Can the input and output of deep_agent's sub-agents be output in streaming mode?

When I use deep_agent to call sub-agents, I want to get the input and output of the sub-agents. But as sub-agents, these processes will not be exposed in 【content】, because they are used as tool calls.

The input of the sub-agent is passed as the task description in 【AI_Message → tool_calls → args → description】.

The output is returned as a ToolMessage.

The effect I originally wanted was to have it output as 【AIMessagesChunk】, but this is clearly not compliant with the specification.

So I have to extract these outputs using 【values】 or other methods, which is not very friendly for interaction.

hi @Huimin-station

I’ve created this script, maybe it could help somehow:

"""
Demo: Streaming sub-agent input/output with Deep Agents.

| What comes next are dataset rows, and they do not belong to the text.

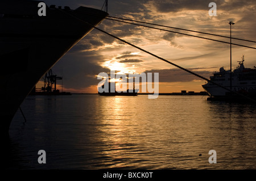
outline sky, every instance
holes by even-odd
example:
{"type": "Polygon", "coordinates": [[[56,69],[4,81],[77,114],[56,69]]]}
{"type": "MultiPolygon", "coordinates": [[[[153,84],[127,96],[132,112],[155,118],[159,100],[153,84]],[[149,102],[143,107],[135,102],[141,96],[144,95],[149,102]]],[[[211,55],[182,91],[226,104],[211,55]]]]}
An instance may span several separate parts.
{"type": "MultiPolygon", "coordinates": [[[[104,0],[46,0],[49,6],[80,6],[101,9],[104,0]]],[[[110,16],[193,31],[256,41],[255,0],[109,0],[110,16]],[[217,5],[217,16],[209,16],[210,2],[217,5]]],[[[230,67],[230,45],[158,30],[105,19],[98,28],[207,78],[224,67],[230,67]]],[[[179,31],[173,29],[168,29],[179,31]]],[[[181,32],[181,31],[180,31],[181,32]]],[[[182,32],[229,42],[229,39],[182,32]]],[[[256,47],[255,43],[233,40],[237,44],[256,47]]],[[[245,55],[246,68],[256,65],[255,50],[232,46],[232,68],[245,55]]],[[[184,70],[93,30],[52,68],[63,77],[63,91],[97,93],[101,80],[97,75],[110,70],[129,73],[159,73],[159,92],[181,90],[204,91],[205,81],[184,70]]],[[[57,82],[59,85],[61,82],[57,82]]],[[[42,82],[36,85],[42,86],[42,82]]],[[[59,86],[60,87],[60,86],[59,86]]],[[[61,88],[60,88],[61,89],[61,88]]]]}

Shows three approaches to observe sub-agent execution in real time:
  1. `stream_mode="updates"` + `subgraphs=True`  -- structured step-by-step output
  2. `stream_mode="messages"` + `subgraphs=True`  -- token-by-token LLM streaming
  3. Combined modes (`["updates", "messages"]`) with v2 format

Requirements:
- OPENAI_API_KEY in environment (or .env)
- POSTGRES_URI in environment (or .env), e.g.:
    postgresql://postgres:postgres@localhost:5432/postgres?sslmode=disable

Run:
  python src/deepagents_subagent_streaming_anthropic_postgres.py
"""

import os

from dotenv import load_dotenv
from langchain_core.messages import AIMessageChunk, HumanMessage
from langgraph.checkpoint.postgres import PostgresSaver
from langgraph.types import Overwrite

from deepagents import SubAgent, create_deep_agent


def _require_env(name: str) -> str:
    value = os.getenv(name)
    if not value:
        raise RuntimeError(f"Missing required env var: {name}")
    return value


# ---------------------------------------------------------------------------
# Helpers
# ---------------------------------------------------------------------------

def _format_ns(ns: tuple[str, ...]) -> str:
    """Format a LangGraph namespace tuple for display."""
    if not ns:
        return "root"
    return " > ".join(ns)


def _unwrap(value):
    """Unwrap an Overwrite wrapper if present, otherwise return as-is."""
    if isinstance(value, Overwrite):
        return value.value
    return value


def _content_to_str(content) -> str:
    """Normalize message content to a string.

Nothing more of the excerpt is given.